La coesione federale degli Stati Uniti potrebbe essere messa a rischio poiché l’effetto serra potrebbe avere un impatto molto forte sull’approvvigionamento idrico della costa occidentale. L’innalzamento dei mari minaccerebbe i grandi centri costieri, che potrebbero essere inizialmente protetti da mastodontiche infrastrutture a protezione delle coste e delle grandi città. Ma tali “protezioni” potrebbero non bastare e a quel punto l’unica via sarebbe la “ritirata” verso zone interne. I costi di tali disastri sarebbero incalcolabili e potrebbero intaccare le risorse federali, costringendo i singoli stati a reagire da soli e a mettersi in competizione con gli altri.
In America Latina i disastrosi scenari contenuti nel Rapporto del CSIS potrebbero minacciare numerosi governi democratici e il conseguente impoverimento potrebbe favorire la proliferazione di uomini politici dalla forte impronta populista, ma anche l’abbandono di intere regioni ai cartelli della droga o all’anarchia.
In Medio Oriente sono già presenti focolai di conflitto, tra Israele Giordania e Palestina per le acque del Giordano e fra Turchia, Siria e Iraq per i corsi d’acqua del Tigri e dell’Eufrate. Ma la minaccia più grande potrebbe derivare dalla diffusione dell’energia nucleare, utile per desalinizzare l’acqua, che potrebbe generare la moltiplicazione di armi atomiche per difendersi dai Paesi vicini.

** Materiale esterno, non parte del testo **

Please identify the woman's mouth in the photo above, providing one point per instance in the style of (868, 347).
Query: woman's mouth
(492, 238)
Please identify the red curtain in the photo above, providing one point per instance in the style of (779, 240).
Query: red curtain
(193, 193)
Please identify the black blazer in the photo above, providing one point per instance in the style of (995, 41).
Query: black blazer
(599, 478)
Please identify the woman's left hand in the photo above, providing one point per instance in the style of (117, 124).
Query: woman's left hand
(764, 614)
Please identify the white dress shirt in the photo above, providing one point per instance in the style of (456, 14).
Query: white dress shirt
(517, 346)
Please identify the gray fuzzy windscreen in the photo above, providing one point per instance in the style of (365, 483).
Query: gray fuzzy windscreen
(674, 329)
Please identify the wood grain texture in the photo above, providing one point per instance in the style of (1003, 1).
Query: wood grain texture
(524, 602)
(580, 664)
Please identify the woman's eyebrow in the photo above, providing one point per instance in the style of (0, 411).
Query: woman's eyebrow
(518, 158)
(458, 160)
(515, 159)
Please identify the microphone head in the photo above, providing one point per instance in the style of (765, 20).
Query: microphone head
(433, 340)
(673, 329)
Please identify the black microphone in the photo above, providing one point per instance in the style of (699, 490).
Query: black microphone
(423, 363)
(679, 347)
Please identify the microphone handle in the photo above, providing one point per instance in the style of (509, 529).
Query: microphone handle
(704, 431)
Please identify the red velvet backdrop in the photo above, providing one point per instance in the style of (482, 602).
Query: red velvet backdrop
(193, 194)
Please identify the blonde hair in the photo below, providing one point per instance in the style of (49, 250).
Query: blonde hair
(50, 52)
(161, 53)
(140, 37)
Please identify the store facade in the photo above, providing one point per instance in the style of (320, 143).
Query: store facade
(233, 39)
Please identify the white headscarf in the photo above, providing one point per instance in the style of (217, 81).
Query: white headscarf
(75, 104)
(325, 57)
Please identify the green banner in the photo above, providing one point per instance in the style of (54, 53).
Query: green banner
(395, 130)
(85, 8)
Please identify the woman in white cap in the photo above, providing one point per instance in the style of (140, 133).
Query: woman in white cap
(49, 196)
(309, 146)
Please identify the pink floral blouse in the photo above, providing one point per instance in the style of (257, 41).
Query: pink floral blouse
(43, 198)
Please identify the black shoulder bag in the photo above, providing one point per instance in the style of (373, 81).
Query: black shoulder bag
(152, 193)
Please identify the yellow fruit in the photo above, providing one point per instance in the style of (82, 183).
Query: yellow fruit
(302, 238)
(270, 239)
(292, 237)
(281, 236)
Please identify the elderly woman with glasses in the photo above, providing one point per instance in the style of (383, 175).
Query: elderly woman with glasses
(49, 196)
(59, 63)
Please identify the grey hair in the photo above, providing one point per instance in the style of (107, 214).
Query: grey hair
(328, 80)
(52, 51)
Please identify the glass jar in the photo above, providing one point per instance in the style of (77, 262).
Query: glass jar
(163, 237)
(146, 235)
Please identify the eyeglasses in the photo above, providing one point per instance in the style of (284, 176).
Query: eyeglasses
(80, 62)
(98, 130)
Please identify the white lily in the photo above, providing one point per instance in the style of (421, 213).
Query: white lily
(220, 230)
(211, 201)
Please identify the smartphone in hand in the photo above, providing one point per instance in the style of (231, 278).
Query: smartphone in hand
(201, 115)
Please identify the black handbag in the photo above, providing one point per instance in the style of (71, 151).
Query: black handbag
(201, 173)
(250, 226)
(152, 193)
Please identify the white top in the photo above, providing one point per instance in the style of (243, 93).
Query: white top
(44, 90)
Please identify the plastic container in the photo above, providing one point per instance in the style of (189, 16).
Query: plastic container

Preoccupazioni non per soli ambientalisti
Questa terribile prospettiva globale potrebbe indebolire ulteriormente il ruolo decisionale delle Nazioni Unite e la rete di integrazione economica e della finanza mondiale. Ciò rafforzerebbe ancora di più lo strapotere di poche multinazionali, in possesso di maggiori strumenti (finanziari) per fronteggiare le difficoltà rispetto agli stati nazionali.Dal Rapporto del CSIS emerge, dunque, come l’effetto serra non sia una questione di competenza esclusiva degli ambientalisti. Al contrario, i suoi effetti sulle economie, sui territori e sui destini di intere popolazioni, interessano più che mai i governi e mette in gioco la loro capacità di produrre futuro.